Every autumn, Zisis Kyrou is more often found plucking flowers in northern Greece’s purple saffron fields than in his office as a civil engineer. Saffron - the spice so expensive it’s called “red gold” - has brought jobs and money to a region better known for coal mines and unemployment. A year ago, its producers began exporting to the United States. Now they’re looking to China.
“I didn’t imagine I’d return,” he said. “But it was a decision I don’t regret.”Greeks have been cultivating saffron for three centuries in the countryside surrounding Krokos, which takes its name from Crocus, the saffron flower. Alexander the Great is said to have used it to heal battle wounds.
But until 2000, production was limited to 30 kg a year for domestic consumption, said Nikos Patsiouras, who heads Greece’s Cooperative of Saffron. That changed in 2008, when the crisis hit. Greece now produces about four tonnes a year, 70 percent of which goes abroad. The Cooperative has doubled its members from 494 to 1,000. It also has increased its land from 592 acres in 2008 to 1,349 acres.

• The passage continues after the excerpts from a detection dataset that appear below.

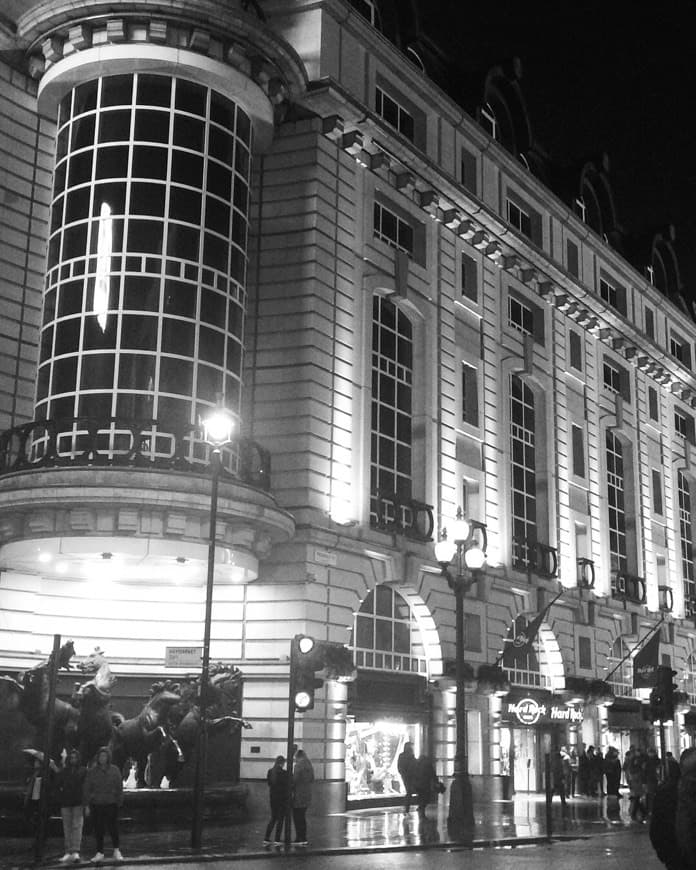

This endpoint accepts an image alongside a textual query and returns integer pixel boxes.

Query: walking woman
[83,746,123,864]
[55,749,85,864]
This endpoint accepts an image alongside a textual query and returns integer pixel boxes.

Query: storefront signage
[164,646,203,668]
[506,698,583,725]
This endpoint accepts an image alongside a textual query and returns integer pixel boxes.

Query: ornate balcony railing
[512,535,558,580]
[611,571,646,604]
[0,417,271,492]
[370,490,435,542]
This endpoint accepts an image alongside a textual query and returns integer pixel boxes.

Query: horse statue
[73,660,116,764]
[112,681,181,788]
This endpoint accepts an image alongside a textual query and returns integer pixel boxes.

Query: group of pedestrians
[396,742,444,818]
[263,749,314,846]
[25,746,123,864]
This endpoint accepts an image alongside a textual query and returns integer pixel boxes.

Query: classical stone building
[0,0,696,808]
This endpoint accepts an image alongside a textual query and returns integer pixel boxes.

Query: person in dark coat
[396,743,416,813]
[55,749,86,864]
[649,747,696,870]
[604,746,621,797]
[82,746,123,864]
[263,755,290,846]
[413,755,437,818]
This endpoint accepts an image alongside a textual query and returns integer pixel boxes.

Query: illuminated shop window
[353,586,428,674]
[37,73,251,446]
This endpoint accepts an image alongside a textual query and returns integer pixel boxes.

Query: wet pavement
[0,795,645,868]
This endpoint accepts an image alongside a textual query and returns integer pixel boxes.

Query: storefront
[346,671,429,807]
[500,689,584,792]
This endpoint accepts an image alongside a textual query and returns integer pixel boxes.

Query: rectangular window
[571,424,585,477]
[669,332,691,369]
[464,613,481,652]
[508,296,534,335]
[461,148,478,194]
[599,277,626,315]
[602,357,631,402]
[507,200,532,239]
[566,239,580,278]
[461,252,478,302]
[374,202,415,257]
[652,468,662,516]
[645,308,655,341]
[674,408,694,444]
[462,363,478,426]
[375,85,416,142]
[570,329,582,372]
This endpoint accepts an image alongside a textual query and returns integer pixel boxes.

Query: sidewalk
[0,795,646,868]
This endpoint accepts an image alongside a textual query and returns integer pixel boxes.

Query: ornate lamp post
[435,509,486,837]
[191,403,236,849]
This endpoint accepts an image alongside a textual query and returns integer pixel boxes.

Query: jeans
[60,804,84,855]
[90,804,119,852]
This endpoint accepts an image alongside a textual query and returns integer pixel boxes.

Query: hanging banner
[633,631,660,689]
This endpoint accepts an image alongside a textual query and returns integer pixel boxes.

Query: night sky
[423,0,696,299]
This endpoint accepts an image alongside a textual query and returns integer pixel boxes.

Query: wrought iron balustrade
[611,571,646,604]
[512,535,558,580]
[0,417,271,492]
[370,490,435,541]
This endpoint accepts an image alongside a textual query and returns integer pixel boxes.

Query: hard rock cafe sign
[505,698,583,725]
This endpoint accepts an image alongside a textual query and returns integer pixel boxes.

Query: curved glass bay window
[36,73,251,460]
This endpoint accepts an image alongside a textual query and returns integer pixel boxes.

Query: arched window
[606,432,628,574]
[370,296,413,527]
[353,585,428,674]
[510,374,537,569]
[677,471,696,616]
[502,615,550,689]
[608,637,633,698]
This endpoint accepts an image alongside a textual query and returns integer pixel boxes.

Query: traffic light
[290,634,324,713]
[656,665,679,722]
[290,634,357,713]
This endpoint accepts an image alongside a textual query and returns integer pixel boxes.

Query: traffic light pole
[284,643,297,849]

“A lot of young people found work in the fields - scientists,” Patsiouras said. “I believe more will join.” Signs of the crisis are visible across Krokos, where shuttered shops line the streets. Unemployment in northwestern Greece is 23.5 percent, three points higher than the national average. But the fields are abuzz.
“We have God on our side, who gave us such a unique product,” Patsiouras said. “We hold on to it like the apple of our eye.” Saffron grows only in this region of Greece. Marketed as Krokos Kozanis, one gram costs about four euros in Greek shops. It takes 150,000 flowers to make a kilo of the spice, which sells for about 1,500 euros. Flowers are handpicked, and at the cooperative women in blue overall weigh and package it. They are forbidden to wear make-up and perfume, to protect its flavour. Iran is by far the world’s biggest saffron producer, but demand for the Greek variety is rising, Patsiouras said. Greece is in talks with China for exports in 2019.
In the Patsiouras household, three generations have gathered after a day of harvesting to remove the saffron strands from the flowers and dry them. “If we don’t transfer this tradition to the next generation, we will fail,” said his daughter-in-law, Maria Patsioura.